Renville Co. officials OK seven-axle beet rigs on some roadsOLIVIA — Seven-axle tractor-trailer rigs will be allowed to carry loads of sugar beets weighing up to 97,000 pounds on portions of three Renville County roads beginning this year.
By: Tom Cherveny, West Central Tribune
OLIVIA — Seven-axle tractor-trailer rigs will be allowed to carry loads of sugar beets weighing up to 97,000 pounds on portions of three Renville County roads beginning this year.
The Renville County Board of Commissioners voted unanimously Tuesday to adopt a new permit system to allow the larger, 70-foot-long tractor-trailer combinations for trips on the county roads running directly from beet piling sites to the 10-ton state highway system, where the larger rigs are already allowed.
Transystems has indicated it will invest $6 million in new hauling trailers to serve the Southern Minnesota Beet Sugar Cooperative if it obtains the green light for the larger rigs, according to the county commissioners.
The resolution will allow the larger units on:
- County Road 5 from U.S. Highway 212 to County Road 11;
- County Road 16, from U.S. Highway 212 to a point one-half-mile north;
- County Road 21, from U.S. Highway 212 to the Kandiyohi County line.
The commissioners did not approve a request by the company to include a portion of Renville County Road 6. The commissioners indicated they would like to assess the impact of the larger truck units on the other roads before possibly including Renville County Road 6.
The company is also seeking approval in Kandiyohi and Redwood counties for permits to use the larger rigs in place of the five-axle trucks with 80,000-pound weight limits now being used.
The permits, at a cost of $500 each, are only for “second haul’’ trips that bring beets from piling sites to the processing factory located on the east side of the city of Renville.
The resolution approved by the Renville County Commissioners also requires that Transystem weigh and report the weights of at least 5 percent of the trucks it loads at piling sites. Its current practice is to weigh 2 percent of the trucks.
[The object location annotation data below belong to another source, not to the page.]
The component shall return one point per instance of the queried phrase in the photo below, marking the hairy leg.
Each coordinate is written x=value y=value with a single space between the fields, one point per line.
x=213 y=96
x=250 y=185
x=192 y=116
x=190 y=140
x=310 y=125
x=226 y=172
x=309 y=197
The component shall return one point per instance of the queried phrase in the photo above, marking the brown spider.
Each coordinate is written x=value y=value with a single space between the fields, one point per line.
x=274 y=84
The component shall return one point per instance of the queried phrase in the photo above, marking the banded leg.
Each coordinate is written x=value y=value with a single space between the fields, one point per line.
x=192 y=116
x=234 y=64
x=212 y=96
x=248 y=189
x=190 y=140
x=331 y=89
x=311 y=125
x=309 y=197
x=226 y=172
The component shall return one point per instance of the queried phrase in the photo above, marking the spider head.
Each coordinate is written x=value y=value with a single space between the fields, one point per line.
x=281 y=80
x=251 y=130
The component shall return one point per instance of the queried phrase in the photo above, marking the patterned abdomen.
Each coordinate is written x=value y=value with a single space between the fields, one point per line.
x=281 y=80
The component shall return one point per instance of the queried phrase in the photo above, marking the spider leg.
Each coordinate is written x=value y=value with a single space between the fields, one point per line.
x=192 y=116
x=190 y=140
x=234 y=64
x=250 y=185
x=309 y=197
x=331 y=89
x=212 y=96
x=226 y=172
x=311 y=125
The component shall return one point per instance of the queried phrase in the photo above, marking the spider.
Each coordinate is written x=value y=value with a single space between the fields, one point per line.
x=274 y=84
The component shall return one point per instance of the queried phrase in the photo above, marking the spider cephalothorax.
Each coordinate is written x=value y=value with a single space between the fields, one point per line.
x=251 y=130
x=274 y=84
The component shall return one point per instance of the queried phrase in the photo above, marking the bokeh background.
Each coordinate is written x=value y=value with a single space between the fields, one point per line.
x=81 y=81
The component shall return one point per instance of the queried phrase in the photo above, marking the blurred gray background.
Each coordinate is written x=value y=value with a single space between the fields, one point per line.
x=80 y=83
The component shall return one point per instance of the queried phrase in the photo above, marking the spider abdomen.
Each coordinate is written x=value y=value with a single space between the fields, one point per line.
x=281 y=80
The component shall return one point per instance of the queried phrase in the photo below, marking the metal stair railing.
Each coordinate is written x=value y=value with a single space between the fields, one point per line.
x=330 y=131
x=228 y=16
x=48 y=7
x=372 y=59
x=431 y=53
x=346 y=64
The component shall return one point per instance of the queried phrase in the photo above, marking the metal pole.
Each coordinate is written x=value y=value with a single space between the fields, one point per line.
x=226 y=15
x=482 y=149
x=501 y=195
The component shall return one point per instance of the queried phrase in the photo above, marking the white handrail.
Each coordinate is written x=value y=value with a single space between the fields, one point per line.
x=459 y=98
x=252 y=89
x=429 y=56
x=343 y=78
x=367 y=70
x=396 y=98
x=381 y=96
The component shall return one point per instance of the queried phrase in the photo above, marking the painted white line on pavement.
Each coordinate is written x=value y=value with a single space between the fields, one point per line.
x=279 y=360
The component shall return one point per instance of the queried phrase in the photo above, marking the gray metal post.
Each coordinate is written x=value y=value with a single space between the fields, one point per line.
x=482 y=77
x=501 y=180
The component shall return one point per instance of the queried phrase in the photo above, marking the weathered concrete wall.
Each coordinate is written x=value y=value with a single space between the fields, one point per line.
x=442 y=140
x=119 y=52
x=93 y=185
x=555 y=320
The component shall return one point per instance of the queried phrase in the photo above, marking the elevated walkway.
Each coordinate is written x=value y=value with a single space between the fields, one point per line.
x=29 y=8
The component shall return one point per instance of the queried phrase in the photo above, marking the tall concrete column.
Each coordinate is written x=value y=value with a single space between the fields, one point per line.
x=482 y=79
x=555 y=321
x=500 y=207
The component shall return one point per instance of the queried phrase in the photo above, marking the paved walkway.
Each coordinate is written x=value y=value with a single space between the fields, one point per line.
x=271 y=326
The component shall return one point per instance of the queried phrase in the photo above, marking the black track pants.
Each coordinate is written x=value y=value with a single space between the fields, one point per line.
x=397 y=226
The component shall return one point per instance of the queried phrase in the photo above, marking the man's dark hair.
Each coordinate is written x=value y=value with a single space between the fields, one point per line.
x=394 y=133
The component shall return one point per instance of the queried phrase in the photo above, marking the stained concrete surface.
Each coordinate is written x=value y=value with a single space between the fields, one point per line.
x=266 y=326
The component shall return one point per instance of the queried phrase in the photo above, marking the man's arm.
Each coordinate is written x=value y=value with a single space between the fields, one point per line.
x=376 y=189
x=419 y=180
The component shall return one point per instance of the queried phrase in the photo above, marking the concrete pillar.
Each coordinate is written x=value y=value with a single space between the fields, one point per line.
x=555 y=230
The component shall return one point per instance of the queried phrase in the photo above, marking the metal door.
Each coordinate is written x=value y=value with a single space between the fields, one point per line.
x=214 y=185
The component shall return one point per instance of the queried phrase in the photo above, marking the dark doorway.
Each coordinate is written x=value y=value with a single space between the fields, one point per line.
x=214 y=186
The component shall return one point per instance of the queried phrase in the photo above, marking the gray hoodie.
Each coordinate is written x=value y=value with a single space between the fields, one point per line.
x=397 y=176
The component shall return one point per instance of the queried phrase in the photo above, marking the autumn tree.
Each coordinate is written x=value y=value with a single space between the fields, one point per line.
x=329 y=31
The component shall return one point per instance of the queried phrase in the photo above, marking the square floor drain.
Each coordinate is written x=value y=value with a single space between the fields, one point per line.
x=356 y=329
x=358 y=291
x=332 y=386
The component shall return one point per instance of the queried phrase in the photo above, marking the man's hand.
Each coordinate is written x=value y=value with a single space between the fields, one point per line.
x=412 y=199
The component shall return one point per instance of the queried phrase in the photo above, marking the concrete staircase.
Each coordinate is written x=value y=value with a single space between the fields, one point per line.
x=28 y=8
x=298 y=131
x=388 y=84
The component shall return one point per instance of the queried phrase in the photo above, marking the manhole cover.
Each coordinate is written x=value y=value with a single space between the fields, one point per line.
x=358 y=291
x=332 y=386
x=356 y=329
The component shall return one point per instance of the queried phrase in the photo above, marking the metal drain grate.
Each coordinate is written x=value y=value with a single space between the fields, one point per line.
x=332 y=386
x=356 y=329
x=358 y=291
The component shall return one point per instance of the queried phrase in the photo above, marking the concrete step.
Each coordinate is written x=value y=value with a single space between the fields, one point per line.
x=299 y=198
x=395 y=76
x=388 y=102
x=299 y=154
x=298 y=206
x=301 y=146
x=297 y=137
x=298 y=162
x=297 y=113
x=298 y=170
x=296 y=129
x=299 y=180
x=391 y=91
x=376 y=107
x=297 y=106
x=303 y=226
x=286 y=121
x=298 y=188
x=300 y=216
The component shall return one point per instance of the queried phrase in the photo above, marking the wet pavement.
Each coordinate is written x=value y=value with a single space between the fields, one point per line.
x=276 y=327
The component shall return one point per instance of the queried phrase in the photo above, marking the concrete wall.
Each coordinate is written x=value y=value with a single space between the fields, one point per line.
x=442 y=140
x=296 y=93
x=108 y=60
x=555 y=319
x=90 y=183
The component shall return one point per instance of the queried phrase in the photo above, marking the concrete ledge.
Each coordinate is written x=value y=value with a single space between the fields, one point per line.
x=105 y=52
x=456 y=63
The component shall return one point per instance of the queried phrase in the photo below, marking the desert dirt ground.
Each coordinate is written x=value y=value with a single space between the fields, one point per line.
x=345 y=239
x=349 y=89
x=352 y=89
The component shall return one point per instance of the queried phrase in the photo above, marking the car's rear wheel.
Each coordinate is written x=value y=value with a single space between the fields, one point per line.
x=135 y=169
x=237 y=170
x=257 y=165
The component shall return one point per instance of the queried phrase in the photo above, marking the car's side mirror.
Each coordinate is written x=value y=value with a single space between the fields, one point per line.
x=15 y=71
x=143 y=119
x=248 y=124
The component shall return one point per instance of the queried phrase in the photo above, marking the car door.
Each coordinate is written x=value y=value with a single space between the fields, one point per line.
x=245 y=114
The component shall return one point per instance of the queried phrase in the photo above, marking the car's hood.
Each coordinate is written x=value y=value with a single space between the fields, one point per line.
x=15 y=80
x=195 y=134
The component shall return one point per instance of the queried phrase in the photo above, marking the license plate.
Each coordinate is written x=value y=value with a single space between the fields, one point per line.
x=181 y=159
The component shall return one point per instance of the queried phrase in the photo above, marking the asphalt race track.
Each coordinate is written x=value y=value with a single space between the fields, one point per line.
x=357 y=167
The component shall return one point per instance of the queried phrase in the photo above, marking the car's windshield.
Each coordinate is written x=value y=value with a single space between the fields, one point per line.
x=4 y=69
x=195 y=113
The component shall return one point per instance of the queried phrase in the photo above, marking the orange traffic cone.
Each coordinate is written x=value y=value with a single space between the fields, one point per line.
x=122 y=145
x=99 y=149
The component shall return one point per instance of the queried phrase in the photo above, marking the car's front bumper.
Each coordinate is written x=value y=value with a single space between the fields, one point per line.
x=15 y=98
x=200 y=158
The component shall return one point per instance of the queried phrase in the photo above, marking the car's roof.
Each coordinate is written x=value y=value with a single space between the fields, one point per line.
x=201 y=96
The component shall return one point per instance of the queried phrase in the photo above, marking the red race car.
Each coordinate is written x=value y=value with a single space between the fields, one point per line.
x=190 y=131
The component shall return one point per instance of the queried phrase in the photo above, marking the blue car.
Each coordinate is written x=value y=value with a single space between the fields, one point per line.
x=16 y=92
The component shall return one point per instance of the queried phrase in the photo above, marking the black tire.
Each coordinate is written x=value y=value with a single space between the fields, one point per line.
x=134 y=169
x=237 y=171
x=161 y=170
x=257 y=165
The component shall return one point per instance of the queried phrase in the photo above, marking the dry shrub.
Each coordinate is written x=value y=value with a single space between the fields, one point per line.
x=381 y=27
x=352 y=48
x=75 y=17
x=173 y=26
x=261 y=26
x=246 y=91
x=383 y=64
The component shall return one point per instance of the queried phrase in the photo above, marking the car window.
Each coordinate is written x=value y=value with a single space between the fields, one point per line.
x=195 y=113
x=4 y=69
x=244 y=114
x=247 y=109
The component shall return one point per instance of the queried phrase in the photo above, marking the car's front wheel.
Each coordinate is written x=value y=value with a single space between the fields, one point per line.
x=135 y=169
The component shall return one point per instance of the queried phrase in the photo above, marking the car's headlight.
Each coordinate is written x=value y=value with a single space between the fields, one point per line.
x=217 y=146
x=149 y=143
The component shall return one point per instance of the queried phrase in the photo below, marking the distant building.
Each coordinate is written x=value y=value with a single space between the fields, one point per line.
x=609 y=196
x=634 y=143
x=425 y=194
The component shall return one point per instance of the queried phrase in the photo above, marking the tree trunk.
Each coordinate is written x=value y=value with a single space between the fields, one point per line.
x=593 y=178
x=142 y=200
The resolution also keeps the maximum load weight at 97,000 pounds in the winter months, even though state statute would allow the load to be increased on these units to 99,000 pounds.
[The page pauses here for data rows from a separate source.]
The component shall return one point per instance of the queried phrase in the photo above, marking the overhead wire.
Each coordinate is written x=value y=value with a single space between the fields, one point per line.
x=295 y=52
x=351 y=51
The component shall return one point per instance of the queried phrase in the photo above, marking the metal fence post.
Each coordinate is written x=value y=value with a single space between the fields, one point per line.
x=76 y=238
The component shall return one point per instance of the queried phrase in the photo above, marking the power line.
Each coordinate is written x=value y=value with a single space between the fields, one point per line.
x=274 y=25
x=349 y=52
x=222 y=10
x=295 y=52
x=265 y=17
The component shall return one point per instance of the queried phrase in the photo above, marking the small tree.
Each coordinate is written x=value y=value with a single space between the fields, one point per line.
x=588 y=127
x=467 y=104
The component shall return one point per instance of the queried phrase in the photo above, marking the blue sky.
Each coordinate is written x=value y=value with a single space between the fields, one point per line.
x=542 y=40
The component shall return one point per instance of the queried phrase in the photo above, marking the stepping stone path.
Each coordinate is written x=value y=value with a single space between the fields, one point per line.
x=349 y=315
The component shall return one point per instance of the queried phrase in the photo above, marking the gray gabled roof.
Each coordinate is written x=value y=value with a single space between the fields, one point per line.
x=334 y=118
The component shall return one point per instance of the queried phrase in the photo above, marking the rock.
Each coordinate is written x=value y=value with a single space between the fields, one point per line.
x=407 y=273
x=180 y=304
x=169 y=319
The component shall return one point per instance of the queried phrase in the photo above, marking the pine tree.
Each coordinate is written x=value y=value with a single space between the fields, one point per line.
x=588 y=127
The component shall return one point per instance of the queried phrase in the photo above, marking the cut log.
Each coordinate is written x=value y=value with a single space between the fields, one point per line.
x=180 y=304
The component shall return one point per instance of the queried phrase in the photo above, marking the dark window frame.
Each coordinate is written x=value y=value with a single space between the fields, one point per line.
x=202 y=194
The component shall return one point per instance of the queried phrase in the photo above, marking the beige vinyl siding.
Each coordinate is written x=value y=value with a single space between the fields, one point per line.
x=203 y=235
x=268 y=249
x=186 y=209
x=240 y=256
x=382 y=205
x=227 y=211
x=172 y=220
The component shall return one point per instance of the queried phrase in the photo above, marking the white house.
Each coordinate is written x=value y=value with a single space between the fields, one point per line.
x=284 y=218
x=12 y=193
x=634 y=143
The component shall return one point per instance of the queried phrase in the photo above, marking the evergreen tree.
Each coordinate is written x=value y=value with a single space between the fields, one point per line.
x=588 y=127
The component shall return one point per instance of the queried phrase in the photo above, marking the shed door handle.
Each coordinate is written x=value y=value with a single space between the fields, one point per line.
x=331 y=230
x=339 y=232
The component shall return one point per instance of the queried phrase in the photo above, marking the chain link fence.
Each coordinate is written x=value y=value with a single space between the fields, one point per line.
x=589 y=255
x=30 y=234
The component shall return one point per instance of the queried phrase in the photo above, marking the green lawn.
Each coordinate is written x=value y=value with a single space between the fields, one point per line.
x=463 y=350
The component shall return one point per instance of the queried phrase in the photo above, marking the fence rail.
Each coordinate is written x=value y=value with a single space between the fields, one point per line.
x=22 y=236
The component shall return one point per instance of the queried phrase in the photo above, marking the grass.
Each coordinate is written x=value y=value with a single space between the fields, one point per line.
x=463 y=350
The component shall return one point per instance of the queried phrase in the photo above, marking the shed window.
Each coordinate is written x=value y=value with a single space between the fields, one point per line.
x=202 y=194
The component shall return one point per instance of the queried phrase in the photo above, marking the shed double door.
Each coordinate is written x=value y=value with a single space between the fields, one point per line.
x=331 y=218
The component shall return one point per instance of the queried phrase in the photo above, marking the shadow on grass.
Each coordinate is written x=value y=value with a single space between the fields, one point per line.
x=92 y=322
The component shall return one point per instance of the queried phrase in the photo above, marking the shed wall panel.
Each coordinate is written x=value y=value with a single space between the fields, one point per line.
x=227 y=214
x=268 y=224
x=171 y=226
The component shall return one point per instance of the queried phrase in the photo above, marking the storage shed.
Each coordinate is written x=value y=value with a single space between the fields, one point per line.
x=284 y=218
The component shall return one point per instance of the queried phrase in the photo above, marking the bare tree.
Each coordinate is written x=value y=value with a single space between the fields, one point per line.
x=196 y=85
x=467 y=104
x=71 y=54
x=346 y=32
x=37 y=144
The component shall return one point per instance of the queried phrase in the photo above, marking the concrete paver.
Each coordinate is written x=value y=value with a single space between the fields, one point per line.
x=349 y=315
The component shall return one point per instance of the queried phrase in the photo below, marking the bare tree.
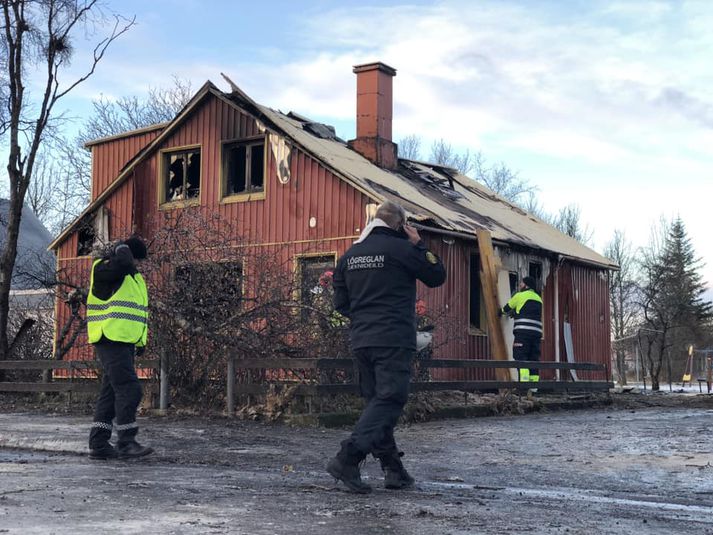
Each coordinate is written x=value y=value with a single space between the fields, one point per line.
x=71 y=176
x=442 y=153
x=569 y=221
x=37 y=36
x=622 y=296
x=410 y=147
x=503 y=181
x=111 y=117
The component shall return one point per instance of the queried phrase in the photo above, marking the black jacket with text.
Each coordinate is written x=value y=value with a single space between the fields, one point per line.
x=375 y=287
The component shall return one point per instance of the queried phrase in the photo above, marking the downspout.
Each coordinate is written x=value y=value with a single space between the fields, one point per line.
x=557 y=315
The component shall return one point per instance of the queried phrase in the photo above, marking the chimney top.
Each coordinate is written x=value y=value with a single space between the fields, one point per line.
x=375 y=66
x=374 y=114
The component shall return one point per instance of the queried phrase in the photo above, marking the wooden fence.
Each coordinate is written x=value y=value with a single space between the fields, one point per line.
x=315 y=389
x=74 y=382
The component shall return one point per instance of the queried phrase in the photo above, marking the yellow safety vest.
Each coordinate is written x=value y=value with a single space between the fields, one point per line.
x=520 y=298
x=121 y=318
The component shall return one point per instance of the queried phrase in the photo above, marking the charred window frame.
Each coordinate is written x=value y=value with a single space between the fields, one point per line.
x=181 y=174
x=535 y=271
x=309 y=270
x=93 y=230
x=244 y=167
x=86 y=238
x=474 y=294
x=209 y=290
x=514 y=281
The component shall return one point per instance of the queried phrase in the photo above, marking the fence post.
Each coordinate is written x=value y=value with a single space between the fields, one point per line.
x=230 y=394
x=163 y=384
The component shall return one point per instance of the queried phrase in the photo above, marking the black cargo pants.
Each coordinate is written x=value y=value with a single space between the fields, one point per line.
x=384 y=374
x=119 y=396
x=527 y=347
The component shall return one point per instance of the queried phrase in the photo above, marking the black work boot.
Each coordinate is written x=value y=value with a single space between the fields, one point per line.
x=103 y=453
x=395 y=475
x=133 y=450
x=348 y=473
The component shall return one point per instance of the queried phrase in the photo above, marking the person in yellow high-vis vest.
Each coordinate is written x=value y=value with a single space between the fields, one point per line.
x=525 y=307
x=117 y=316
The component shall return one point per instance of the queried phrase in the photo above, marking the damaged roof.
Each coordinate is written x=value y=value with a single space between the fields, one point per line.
x=433 y=195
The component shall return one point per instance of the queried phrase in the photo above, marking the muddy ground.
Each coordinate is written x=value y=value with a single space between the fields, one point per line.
x=644 y=465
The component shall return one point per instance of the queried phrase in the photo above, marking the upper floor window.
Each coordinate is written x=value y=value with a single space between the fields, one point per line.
x=244 y=167
x=535 y=271
x=181 y=174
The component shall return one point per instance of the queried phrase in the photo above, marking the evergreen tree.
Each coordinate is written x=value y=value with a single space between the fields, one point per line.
x=673 y=308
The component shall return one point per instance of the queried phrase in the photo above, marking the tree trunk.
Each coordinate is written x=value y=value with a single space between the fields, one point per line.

Marlin Larson, Renville County public works director, recommended that the limited portions of the roadways be opened to the larger units.
Discussion by the commissioners focused on information previously presented by Transystems indicating that allowing the larger rigs would reduce pavement wear and improve safety.
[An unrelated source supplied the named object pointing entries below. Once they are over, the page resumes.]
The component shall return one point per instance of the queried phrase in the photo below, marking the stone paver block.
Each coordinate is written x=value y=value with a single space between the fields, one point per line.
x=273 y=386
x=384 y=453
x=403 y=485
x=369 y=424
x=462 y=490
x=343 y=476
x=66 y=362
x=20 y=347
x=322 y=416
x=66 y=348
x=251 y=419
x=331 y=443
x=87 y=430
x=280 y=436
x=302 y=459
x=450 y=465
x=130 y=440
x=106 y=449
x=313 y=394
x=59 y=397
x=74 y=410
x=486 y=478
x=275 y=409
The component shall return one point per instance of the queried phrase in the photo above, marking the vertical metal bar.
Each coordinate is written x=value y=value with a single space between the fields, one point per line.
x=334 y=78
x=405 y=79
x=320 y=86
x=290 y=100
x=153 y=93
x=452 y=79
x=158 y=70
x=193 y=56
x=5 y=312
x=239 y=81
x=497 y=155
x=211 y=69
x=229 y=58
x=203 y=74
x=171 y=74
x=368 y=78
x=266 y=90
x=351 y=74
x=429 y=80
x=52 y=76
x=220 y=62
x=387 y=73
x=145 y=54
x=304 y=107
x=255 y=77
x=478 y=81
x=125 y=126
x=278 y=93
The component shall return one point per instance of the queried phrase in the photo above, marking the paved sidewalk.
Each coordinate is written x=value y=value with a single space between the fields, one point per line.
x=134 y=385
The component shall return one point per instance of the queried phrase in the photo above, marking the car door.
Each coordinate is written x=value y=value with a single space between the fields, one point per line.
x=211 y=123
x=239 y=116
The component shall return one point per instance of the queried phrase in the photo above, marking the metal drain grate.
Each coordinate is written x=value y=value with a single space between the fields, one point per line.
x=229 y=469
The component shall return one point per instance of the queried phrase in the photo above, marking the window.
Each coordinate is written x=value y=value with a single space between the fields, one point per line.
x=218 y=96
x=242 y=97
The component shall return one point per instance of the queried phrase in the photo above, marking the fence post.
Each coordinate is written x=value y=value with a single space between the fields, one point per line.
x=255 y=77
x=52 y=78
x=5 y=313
According to the company, a 2006 study commissioned by the Minnesota Department of Transportation found that distributing the larger load over seven axles had less impact on pavement than the common, five-axle units that carry 80,000-pound loads in the autumn and up to 88,000 pounds in winter.
The seven-axle units also have more braking capacity, and because they reduce the number of trips required, have the result of improving traffic safety, according to the information.
Chippewa County had taken action earlier this year to allow the use of seven-axle units to facilitate the hauling of beets by Transystems from western piling sites to Wahpeton, N.D., for processing. The company also reports that the Red River Valley counties of Kittson, Marshall, Polk, Norman and Clay have issued it permits for the seven-axle units.